Avec le palu, il faut essayer de faire la part des choses. L'oncle de Pierre a beaucoup souffert du palu, donc à éviter absolument et il a raison. Mais dans quelle situation cette personne a-t-elle été infectée?
Plusieurs choses: d'abord, la présence de moustiques ne signifie encore longtemps pas présence de palu, loin de là. J'habite le nord du pays depuis 18 ans et ni moi, ni ma famille n'avons jamais eu de palu. Quand il y a des cas près de chez nous, çà se sait et on fait un peu plus attention. Sinon, on a bien souvent des moustiques, et on fait avec. On se protège avec des répulsifs ou on "chasse" la bête le soir avant d'aller se coucher, et c'est ce que je conseille à nos visiteurs. Tous les lodges des régions à moustiques ont des moustiquaires dans les chambres.
Quelqu'un a-t-il jamais pu démontrer l'efficacité à 100 % de la malarone??? Pas que je sache... Et je n'y crois pas. N'y-a-t-il jamais eu de cas de personne ayant été infectée malgré les prophylactiques? Si, bien sûr! Alors finalement, quelle garantie apporte ces produits plus ou moins bien supportés par les uns et les autres? Une certaine protection non quantifiable, mais certainement pas 100%! Protégez vous plutôt contre les piqùres avec des répulsifs et bombes insecticide, celà serait beaucoup plus efficace.

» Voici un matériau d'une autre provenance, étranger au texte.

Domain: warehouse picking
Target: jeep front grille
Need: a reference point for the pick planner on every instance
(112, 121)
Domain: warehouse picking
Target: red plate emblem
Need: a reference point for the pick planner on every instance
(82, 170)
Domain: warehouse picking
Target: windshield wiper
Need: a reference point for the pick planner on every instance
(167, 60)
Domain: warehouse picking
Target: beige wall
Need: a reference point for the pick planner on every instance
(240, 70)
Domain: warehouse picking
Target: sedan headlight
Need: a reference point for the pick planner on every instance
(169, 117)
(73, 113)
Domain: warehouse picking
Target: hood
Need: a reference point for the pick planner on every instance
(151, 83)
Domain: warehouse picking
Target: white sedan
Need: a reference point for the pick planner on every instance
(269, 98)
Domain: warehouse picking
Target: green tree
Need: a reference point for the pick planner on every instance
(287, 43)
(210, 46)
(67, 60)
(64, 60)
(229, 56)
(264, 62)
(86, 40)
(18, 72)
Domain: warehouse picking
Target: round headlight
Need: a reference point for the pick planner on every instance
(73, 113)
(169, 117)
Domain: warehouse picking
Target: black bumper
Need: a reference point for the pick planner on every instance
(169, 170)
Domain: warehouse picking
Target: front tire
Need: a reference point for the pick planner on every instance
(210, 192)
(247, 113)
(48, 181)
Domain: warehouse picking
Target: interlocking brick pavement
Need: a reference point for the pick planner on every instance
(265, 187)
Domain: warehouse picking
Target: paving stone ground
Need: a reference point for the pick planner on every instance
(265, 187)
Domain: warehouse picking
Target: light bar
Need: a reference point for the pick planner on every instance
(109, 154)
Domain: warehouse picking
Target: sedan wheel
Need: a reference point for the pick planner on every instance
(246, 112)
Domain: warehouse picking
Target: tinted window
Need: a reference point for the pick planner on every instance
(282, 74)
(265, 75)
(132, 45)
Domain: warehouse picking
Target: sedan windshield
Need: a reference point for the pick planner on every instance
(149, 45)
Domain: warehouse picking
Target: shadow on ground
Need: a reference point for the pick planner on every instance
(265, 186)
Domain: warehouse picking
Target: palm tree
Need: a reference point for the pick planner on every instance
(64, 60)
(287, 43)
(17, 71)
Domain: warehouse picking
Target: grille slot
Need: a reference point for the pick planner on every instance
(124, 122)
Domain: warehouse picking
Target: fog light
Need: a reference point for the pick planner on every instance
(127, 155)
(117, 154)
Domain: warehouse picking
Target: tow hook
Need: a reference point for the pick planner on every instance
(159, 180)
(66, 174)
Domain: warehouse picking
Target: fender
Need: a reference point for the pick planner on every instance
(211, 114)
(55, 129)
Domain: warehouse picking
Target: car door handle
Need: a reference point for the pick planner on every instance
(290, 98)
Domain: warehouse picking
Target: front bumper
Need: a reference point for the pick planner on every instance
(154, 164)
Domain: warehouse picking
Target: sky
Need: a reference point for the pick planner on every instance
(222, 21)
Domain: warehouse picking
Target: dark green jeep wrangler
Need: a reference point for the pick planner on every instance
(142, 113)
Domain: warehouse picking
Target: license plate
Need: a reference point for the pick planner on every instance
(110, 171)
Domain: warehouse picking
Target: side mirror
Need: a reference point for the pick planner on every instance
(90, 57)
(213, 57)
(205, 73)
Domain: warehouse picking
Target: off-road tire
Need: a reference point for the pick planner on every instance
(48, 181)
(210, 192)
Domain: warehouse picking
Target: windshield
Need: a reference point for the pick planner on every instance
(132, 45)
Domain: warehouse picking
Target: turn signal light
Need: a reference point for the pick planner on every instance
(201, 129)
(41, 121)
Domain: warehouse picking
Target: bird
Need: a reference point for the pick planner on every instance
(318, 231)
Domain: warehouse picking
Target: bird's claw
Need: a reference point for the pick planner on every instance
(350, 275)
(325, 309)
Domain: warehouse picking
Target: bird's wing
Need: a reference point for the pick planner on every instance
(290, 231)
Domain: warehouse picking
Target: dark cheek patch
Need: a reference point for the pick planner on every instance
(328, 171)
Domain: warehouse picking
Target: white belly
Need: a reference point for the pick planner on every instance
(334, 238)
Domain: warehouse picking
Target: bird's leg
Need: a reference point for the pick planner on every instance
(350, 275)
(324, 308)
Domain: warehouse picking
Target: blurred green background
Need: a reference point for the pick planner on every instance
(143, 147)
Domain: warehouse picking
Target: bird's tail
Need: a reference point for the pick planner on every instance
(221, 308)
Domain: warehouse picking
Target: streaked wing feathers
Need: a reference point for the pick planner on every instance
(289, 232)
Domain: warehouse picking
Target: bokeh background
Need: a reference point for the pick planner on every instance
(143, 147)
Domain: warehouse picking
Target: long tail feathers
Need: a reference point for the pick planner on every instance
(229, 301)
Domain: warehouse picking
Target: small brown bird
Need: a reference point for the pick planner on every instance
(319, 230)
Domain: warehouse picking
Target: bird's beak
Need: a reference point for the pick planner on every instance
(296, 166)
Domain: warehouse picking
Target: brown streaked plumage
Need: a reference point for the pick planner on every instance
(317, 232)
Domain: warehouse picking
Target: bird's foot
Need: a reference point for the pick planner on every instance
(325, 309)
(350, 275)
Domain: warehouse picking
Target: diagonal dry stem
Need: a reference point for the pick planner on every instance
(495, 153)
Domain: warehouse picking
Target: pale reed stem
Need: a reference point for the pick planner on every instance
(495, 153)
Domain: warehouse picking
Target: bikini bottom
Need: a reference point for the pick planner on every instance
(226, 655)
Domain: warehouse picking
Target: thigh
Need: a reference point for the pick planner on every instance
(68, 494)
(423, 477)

Encore 2 choses. Les médecins et pharmaciens insistent sur les prophylactiques et ils font bien, c'est leur métier aussi de prévenir, mais lequel d'entre eux est au courant des situations locales au jour le jour? C'est impossible. Le palu a baissé de 75 % ces 5 dernières années en
Namibie. Vous l'a-t-on dit? Il est donc normal que ces derniers, sur la foi des informations qu'ils ont, vous préconisent un prophylactique. Si vous revenez malade, ils sont couverts, et çà joue (aujourd'hui les procès tombent vite...). Et puis remarquez un peu les prix de ces produits, non je ne l'ai pas dit...
Pour finir, pour que la maladie se transmette, il faut qu'un moustique pique d'abord une personne infectée, le micro-parasite dont j'ai oublié le nom va subir une mutation dans le moustique, et ce dernier va infecter une autre personne en la piquant après coup. Il faut donc un "réservoir" de personnes déjà infectées pour que la maladie se transmette, en principe, un village ou une ville. Or à
Etosha par exemple, il n'y ni ville ni village et le palu y est aujourd'hui inexistant, à l'exception parfois d'employés revenants de congé dans leur famille dans le nord du pays, Owamboland ou bande de
Caprivi. Ces derniers ne manquent pas de rentrer chez eux très vite dès qu'ils se sentent malades.
Aujourd'hui, dans un circuit
Namibie qui n'inclut pas de séjour dans l'extrême nord (Owamboland) ou la bande de
Caprivi, le risque de palu est minimal.
J'essaie juste de mettre un peu d'ordre dans cette histoire de palu et toute remarque d'un médecin ou d'un pharmacien serait la bienvenue.